Linguizismus in der Spanischlehrer:innenausbildung und im schulischen Spanischunterricht

Aktualisiert: 22. März 2022

Ich möchte zunächst ein Schlüsselereignis aus einem universitären Sprachpraxisseminar Spanisch vorstellen. Dieses Beispiel ist zwar nicht Teil eines systematisch erhobenen Datenkorpus, dennoch ist es Teil des öffentlichen, akademischen Geschehens an einer deutschen Universität. Es ist insofern auch nicht beliebig, da der Grund, weshalb es zu diesem Ereignis kommt, bestimmten (impliziten) sprachlichen Regelungen in den Sprachpraxisseminaren folgt und somit ein systematisches Moment enthält (vgl. ähnlich Dirim 2017: 8).

So wurde mir von mehreren Lehramtsstudierenden in einem Seminar zu ‚Mehrsprachigkeit im Spanischunterricht‘ folgendes Ereignis berichtet:


 

In einem universitären Grammatikkurs fragt der Dozent, ein gebürtiger madrileño, die Kursteilnehmer:innen, wie man ‚Nebel‘ auf Spanisch sagt. Eine aus Lateinamerika stammende Studierende antwortet mit dem Begriff ‚neblina‘. Daraufhin erwidert der Dozent, offensichtlich unzufrieden mit der Antwort: „Así habláis vosotros“. Erneut stellt er die Frage ins Plenum und fügt hinzu: „Wie sagt man Nebel auf Spanisch aus Spanien?“


 

Ich lese diese Feedbacksequenz aus einer linguizismuskritischen Perspektive folgendermaßen: Die Studierende erlebt hier, dass sie sich zu einer sprachlichen Frage richtig geäußert hat, aber aufgrund ihrer Sprachverwendung, ausgegrenzt wird. Der Dozent erwartet und erkennt in dem Seminarraum einzig die zentraliberische Norm als die korrekte sprachliche Norm an – er gestaltet den Seminarraums also als einen strikt monolingualen Erwartungsraum. Dies geschieht vor dem Hintergrund, dass das Spanische eine plurizentrische Sprache ist, für die zahlreiche Standardvarietäten geltend gemacht werden können. Andere (hier: lateinamerikanische) Varietäten werden von ihm jedoch als von der Norm abweichend markiert und somit als unangemessen und defizitär delegitimiert. Ein solch defizitorientiertes Sprechen über andere Varietäten birgt ein hohes Verletzungs- und Diskriminierungspotential, das Betroffene belasten, eingrenzen und in Bezug auf ihr kommunikatives Repertoire nachhaltig hemmen kann (vgl. Trautner 2020: 184ff.).

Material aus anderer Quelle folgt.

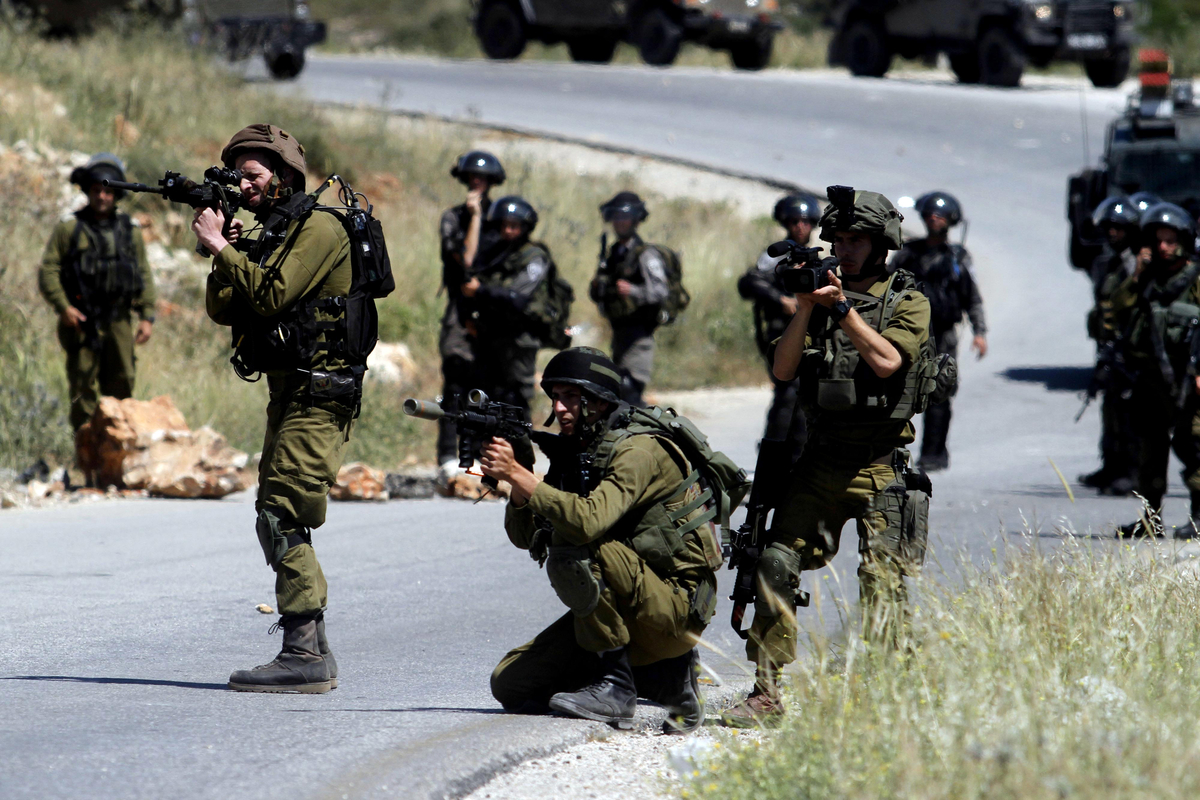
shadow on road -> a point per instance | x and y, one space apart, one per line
131 681
1055 379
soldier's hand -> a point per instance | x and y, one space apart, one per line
143 334
72 317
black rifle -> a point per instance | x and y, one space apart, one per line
748 541
477 423
214 193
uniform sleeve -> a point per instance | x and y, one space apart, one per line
640 470
305 258
49 275
909 326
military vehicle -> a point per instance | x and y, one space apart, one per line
987 41
1153 146
657 28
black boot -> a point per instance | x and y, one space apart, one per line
298 668
611 699
325 653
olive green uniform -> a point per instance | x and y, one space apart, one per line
846 464
118 282
305 435
657 605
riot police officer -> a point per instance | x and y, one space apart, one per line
463 235
773 307
945 271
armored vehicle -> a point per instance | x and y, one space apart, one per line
1153 146
987 41
657 28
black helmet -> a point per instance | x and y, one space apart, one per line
588 368
513 208
942 204
103 166
1168 215
624 205
797 206
1116 211
479 162
1143 200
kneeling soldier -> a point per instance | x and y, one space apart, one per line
622 524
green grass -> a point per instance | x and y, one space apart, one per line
1061 674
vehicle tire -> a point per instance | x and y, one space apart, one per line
501 30
1001 58
285 65
965 66
753 53
865 50
1108 73
658 37
592 49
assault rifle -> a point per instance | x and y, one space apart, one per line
477 423
214 193
748 541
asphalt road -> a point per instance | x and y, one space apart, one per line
120 621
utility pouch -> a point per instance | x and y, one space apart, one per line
837 394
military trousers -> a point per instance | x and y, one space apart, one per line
107 371
822 493
637 608
301 455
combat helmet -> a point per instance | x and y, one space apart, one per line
797 206
1116 211
103 166
479 162
943 204
858 211
624 205
514 208
261 136
586 367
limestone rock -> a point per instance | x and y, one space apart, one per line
147 447
358 481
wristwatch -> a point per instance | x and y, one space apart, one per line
839 310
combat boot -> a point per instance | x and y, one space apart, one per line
325 653
298 668
612 699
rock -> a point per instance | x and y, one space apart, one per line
359 482
147 447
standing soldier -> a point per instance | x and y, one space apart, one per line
945 272
1157 312
463 235
773 308
619 487
1117 218
859 346
631 287
95 275
279 292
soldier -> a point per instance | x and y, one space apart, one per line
945 272
463 235
288 286
616 486
1117 218
867 337
1157 312
630 286
95 275
507 278
773 307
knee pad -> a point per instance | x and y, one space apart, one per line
569 570
779 573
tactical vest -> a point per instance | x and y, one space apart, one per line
101 283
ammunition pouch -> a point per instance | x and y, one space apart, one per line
569 570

In der Situation kommt also das für pädagogische Bildungssettings charakteristische asymmetrische Machtverhältnis zum Tragen: Wird der Anfrage der Assimilation an eine bestimmte Varietät nicht entsprochen, droht den Studierenden nicht nur die Sanktionierung durch eine schlechte Note, sondern auch eine soziale Sanktionierung, wenn sie der Gruppe der Spanischsprechenden entrissen werden. Somit wohnt dem Feedback des Dozierenden eine problematische Reproduktion von Ungleichheit inne, da es Diskriminierungen und Marginalsierungen auf Seiten der hierarchisch niedriger positionierten Studierenden verursacht. Hier wird die Frage virulent, wie Dozierende bzw. Lehrpersonen als eher privilegierte und hierarchisch höher positionierte Personen sprechen können und sollen.

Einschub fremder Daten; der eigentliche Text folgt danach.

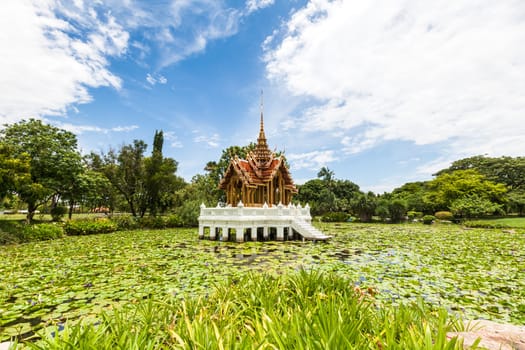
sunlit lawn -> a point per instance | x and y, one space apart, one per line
475 273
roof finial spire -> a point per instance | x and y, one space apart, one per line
262 152
262 111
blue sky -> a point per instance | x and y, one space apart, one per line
382 92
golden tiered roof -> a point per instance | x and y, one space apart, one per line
261 178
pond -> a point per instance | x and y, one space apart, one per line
475 273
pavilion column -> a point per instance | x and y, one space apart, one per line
265 232
280 233
239 234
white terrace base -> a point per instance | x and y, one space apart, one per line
246 222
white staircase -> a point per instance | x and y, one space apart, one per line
307 231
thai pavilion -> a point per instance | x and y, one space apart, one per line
259 191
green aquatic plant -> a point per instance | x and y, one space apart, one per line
304 310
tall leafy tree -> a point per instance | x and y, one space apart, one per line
14 171
364 206
326 175
126 173
506 170
160 179
53 157
449 187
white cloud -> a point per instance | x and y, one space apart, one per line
80 129
212 141
156 79
311 160
55 51
173 139
48 63
254 5
423 72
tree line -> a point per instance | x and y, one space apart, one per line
42 168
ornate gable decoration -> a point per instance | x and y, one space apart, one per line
260 179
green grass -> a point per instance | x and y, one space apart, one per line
509 223
304 310
517 222
475 273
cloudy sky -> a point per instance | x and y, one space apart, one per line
383 92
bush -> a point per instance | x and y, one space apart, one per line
155 222
428 219
485 224
444 215
173 221
42 232
57 213
89 227
413 215
125 222
189 213
10 232
335 217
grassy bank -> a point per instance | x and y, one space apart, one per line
304 310
475 273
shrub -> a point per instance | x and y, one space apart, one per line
125 222
89 227
335 217
444 215
189 213
413 215
57 213
11 232
485 224
173 221
155 222
428 219
42 232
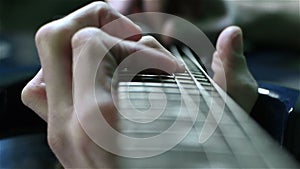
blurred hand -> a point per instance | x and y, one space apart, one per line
51 92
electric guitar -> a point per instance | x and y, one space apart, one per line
185 120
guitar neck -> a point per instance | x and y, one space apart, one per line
203 125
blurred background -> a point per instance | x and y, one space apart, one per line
272 45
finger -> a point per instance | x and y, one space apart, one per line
230 48
34 95
125 7
54 46
151 42
120 50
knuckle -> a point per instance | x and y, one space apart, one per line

Postkolonial gewendet ist interessant, dass das Feedback des Dozenten durch die Gegenüberstellung einer ‚Wir-Gruppe‘ (= Spanier:innen) und einer Gruppe der ‚Anderen ‘ (= Lateinamerikaner:innen) die Figur der Subalternen reproduziert, die an die koloniale Machtverhältnis zwischen sog. Eroberern und den Kolonialisierten anknüpft. Die kolonialisierten Subalternen erhalten somit wiederholt keine Stimme, sie werden aus dem Diskurs ausgeschlossen und er wird ihnen Handlungsmacht abgesprochen.

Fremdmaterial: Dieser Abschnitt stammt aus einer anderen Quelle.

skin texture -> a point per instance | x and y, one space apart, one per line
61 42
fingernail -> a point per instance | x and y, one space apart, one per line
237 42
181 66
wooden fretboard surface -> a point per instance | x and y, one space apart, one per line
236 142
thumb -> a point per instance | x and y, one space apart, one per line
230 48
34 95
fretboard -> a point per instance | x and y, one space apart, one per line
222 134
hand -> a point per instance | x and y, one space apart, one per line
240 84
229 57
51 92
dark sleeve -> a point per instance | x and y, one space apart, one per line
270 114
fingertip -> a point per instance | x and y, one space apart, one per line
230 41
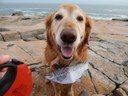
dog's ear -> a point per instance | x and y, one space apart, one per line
88 27
48 22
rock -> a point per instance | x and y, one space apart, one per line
1 39
119 92
17 13
102 83
30 39
30 34
115 72
126 20
125 64
83 93
29 52
4 29
25 18
124 86
11 36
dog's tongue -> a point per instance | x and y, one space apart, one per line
67 51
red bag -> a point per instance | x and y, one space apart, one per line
17 81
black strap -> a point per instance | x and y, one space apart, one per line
9 77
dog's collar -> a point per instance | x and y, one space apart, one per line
55 61
67 75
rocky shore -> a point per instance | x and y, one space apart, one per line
24 38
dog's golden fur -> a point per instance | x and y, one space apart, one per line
80 54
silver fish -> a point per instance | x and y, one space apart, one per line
68 75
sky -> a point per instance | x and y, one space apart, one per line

Darüber hinaus spiegelt sich in dem Aufrufen des Landes Spanien im Vergleich zum (mitgemeinten) Kontinent Lateinamerika („vosotros“) die Tendenz zur Reduktion der gesellschaftlichen, politischen, historischen sowie sprachlichen Mannigfaltigkeit des lateinamerikanischen Kontinents. Dadurch wird zugleich die Vergleichsfolie Spanien auf der Komplexitätsskala aufgewertet und als höherwertig dargestellt.

Somit werden in dieser Situation eurozentrische und an kolonialhistorische Wissensbestände anschließende Normalitätserwartungen erkennbar. Die wenig wertschätzende Einstellung der Mehrstimmigkeit des Spanischen, die im Akt der Zurückweisung anklingt, zeigt zugleich jenen Studierenden, die aufgrund der Verwendung der zentraliberischen Varietät gehört werden, „dass sie es sind, die die öffentliche Sprache auf die legitime Weise sprechen und zur Gruppe derjenigen gehören, denen es zusteht, im öffentlichen Raum zu sprechen, damit ihre Meinung äußern zu können und hörbar sprechen zu können“ (Dirim 2017: 14f.).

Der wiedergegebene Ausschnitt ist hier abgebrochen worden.